Круг друзей Джойса в основном исчерпывался Гилбертами, Жола, Беккетом; время от времени туда попадали Рене Байи и его жена-ирландка, Филипп Супо, Нино Франк и, разумеется, Салливан. Почти все они прошли через испытания — Джойсу приходилось помогать все время. Супо вспоминал, что гостю обязательно задавался вежливый вопрос, какой дорогой тот будет возвращаться; при любом маршруте визитеру находилось попутное поручение — купить книгу, позвонить, вычитать гранки, уточнить цитату, что-нибудь найти. Нора говорила, что, если бы сам Господь сошел с небес, и ему Джойс нашел бы поручение. Но и он был внимателен ко всем. Знал и помнил все дни рождения и годовщины, хотя смертельно обижался, когда не поздравляли его — упрекал даже Лючию. Заболевших он регулярно обзванивал, подробно справляясь об их самочувствии. Детям он дарил игрушки, а смерть третьего ребенка Жола была для него тяжелым личным потрясением.

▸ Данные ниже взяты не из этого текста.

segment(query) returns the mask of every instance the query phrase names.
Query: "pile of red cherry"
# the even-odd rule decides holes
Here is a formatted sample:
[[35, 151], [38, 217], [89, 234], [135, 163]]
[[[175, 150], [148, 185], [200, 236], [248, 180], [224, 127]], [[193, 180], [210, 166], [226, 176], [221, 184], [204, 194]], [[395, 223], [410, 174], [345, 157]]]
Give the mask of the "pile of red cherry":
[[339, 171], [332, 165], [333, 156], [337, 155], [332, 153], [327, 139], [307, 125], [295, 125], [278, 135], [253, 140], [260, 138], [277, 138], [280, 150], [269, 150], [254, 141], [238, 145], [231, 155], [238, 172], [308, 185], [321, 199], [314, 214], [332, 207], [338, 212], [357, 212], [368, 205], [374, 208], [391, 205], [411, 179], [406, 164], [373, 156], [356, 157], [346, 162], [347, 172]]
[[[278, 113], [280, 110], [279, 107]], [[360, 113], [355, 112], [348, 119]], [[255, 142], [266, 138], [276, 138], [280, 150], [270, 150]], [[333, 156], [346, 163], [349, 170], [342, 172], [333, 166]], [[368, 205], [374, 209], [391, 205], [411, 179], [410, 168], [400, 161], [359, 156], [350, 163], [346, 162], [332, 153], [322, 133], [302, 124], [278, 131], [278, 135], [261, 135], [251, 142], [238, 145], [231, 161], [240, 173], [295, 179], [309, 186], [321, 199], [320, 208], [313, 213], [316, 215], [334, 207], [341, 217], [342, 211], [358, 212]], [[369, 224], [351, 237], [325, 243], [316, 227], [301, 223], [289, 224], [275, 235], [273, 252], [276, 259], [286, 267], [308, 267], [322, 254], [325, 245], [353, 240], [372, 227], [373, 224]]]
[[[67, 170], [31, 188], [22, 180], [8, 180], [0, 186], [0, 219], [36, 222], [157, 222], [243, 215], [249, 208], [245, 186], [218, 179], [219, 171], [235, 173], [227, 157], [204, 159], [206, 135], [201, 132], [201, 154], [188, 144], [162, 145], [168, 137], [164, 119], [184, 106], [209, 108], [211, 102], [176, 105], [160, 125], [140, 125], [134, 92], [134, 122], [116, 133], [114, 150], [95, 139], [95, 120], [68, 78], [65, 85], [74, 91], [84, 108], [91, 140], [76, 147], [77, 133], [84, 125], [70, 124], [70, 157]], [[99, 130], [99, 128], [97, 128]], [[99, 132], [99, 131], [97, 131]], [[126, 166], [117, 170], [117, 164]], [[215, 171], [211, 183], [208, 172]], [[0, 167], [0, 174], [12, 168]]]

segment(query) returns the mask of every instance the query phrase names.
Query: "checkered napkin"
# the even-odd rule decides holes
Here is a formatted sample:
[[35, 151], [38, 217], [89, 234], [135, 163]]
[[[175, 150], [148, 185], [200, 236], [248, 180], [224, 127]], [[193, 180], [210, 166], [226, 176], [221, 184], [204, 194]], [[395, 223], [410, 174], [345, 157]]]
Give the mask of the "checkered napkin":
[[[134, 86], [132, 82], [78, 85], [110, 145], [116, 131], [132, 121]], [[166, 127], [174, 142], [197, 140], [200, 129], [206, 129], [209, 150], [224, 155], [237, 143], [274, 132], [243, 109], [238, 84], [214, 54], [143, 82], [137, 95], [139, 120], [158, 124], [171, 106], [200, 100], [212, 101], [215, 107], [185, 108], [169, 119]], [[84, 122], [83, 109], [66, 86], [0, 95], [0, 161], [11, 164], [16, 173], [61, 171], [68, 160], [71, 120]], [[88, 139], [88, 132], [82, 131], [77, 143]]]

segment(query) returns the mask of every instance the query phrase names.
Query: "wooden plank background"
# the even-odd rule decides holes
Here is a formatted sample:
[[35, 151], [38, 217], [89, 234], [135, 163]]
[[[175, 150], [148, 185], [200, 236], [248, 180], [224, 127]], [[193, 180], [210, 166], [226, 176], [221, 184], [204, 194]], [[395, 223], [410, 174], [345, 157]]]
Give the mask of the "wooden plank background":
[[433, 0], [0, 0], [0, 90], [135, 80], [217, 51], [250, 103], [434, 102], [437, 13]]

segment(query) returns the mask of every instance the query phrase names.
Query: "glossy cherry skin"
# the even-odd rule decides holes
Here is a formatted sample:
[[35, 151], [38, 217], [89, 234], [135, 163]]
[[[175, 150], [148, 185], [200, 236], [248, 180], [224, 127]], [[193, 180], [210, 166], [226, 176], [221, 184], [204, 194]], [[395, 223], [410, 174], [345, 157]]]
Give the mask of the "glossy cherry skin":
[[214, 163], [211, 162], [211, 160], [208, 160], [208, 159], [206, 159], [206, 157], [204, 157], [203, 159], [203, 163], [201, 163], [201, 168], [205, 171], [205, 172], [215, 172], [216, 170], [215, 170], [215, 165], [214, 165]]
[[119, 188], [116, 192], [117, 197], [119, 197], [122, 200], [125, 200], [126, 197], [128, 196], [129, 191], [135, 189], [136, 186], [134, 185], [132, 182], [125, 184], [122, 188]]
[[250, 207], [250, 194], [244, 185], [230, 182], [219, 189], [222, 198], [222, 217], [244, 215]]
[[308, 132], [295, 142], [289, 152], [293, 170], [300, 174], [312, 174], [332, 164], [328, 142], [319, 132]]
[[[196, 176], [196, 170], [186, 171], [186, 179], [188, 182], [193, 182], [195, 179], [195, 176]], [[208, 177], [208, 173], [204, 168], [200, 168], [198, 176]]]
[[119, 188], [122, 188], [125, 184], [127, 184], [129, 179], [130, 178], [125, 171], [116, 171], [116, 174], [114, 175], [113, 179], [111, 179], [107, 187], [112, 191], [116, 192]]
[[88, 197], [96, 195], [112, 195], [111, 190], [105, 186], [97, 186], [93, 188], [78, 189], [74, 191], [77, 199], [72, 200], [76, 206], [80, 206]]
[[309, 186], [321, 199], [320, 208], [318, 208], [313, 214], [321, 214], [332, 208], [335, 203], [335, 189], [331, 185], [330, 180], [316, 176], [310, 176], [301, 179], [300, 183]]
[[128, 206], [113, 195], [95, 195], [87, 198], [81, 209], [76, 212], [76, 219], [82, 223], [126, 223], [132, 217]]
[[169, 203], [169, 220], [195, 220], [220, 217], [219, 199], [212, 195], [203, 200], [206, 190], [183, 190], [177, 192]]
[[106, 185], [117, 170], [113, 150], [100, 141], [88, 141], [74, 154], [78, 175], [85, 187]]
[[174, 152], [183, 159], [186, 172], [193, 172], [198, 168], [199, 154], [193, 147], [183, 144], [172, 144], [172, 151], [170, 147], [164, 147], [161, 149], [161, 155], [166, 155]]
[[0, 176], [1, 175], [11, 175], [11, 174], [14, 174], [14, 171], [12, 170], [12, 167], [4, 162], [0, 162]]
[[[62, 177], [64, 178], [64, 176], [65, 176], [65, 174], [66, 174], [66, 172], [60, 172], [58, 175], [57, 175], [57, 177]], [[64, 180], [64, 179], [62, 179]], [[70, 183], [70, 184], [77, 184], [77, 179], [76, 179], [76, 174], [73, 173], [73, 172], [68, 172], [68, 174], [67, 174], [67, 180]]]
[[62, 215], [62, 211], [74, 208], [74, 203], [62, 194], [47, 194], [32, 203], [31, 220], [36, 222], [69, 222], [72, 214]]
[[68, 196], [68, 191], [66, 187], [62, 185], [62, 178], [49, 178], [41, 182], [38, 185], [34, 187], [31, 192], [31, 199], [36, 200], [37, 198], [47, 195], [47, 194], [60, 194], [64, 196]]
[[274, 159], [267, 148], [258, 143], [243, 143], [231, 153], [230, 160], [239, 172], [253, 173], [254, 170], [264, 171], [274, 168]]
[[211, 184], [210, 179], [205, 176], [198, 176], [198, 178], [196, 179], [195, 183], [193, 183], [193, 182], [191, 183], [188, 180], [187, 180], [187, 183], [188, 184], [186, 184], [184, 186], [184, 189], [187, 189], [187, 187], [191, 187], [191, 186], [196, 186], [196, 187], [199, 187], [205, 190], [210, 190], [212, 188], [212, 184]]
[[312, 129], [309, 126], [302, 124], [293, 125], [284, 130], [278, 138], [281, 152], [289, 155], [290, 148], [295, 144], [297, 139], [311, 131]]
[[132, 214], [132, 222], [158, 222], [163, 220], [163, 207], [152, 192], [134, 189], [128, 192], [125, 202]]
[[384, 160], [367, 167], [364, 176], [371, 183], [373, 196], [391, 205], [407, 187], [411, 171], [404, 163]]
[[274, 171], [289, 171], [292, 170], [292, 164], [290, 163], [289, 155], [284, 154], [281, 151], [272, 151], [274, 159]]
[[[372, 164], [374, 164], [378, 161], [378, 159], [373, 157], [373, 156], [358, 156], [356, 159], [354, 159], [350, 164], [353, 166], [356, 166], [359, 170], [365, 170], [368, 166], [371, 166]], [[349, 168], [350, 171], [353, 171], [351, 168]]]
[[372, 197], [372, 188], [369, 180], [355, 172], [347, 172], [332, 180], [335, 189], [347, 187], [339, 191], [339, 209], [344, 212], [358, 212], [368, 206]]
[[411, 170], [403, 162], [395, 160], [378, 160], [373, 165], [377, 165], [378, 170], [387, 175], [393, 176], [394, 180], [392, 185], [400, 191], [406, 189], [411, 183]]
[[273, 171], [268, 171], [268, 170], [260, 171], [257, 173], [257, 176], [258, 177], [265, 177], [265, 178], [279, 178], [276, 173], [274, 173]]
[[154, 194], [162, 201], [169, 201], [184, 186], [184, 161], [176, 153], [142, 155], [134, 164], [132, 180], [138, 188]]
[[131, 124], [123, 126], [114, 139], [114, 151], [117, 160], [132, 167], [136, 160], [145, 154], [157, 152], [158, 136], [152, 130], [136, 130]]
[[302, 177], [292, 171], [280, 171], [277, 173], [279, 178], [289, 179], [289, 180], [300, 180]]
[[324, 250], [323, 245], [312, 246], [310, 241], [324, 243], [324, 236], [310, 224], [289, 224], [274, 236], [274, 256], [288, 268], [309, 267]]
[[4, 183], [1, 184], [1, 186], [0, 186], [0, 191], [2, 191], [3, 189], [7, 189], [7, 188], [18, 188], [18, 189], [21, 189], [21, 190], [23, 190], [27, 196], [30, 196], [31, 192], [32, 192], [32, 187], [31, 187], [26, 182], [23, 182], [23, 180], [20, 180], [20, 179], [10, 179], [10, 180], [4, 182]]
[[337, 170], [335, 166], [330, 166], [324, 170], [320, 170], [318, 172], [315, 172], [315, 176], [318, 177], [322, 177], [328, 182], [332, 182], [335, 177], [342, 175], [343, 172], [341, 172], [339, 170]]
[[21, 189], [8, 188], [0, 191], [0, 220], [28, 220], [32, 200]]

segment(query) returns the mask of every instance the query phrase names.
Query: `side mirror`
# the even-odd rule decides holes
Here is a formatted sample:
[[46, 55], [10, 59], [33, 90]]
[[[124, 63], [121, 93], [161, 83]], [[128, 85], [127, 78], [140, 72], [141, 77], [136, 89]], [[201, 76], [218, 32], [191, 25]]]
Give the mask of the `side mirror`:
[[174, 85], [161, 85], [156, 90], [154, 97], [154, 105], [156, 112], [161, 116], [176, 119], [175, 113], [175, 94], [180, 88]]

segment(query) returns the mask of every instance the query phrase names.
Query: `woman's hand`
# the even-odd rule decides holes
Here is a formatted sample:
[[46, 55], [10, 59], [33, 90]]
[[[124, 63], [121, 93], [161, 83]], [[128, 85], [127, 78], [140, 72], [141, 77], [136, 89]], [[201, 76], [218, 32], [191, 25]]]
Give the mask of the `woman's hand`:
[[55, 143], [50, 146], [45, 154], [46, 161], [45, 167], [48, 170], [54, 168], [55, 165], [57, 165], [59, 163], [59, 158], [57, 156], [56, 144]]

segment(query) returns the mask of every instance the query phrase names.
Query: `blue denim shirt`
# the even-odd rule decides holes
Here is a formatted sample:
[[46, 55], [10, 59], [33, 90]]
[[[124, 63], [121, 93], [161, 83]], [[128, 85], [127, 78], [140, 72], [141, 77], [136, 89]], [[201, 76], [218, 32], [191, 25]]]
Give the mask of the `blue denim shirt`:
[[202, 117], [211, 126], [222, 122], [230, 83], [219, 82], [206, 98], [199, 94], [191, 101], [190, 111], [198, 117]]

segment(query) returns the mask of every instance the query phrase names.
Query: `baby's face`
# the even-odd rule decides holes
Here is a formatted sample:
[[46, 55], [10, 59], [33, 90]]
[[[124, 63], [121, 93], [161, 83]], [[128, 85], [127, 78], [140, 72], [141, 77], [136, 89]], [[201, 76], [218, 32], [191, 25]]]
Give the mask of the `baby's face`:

Джойс почти не выходил из дому один: в театр и рестораны его чаще всего водили Супо и Гилберты. Театр для него теперь означал несложные комедии в «Пале-Рояль»; он с удовольствием хохотал, сидя в первом ряду, откуда мог что-то видеть. Беккету он пересказывал эпизод, где человек в ресторане пробует суп, а официант подает реплику: «Похоже на дождь», на что следует ответ: «И вкус такой же…» Нино Франк водил его в кино или в оперетту, где он слушал музыку дублинской юности. Его забавляли шансонетки Мориса Шевалье, особенно тексты с игрой слов и жеманными намеками. Все это изумляло друзей, особенно помнивших его с юности. Он словно бы уходил все дальше от себя прежнего или куда-то, куда им не было доступа. Когда фрау Гьедон познакомила его с Ле Корбюзье, восхищавшимся «Улиссом», они проговорили почти час о попугаях Джойса, а потом архитектор сказал, что Джойс чудесен: «Я словно разговаривал с птицей».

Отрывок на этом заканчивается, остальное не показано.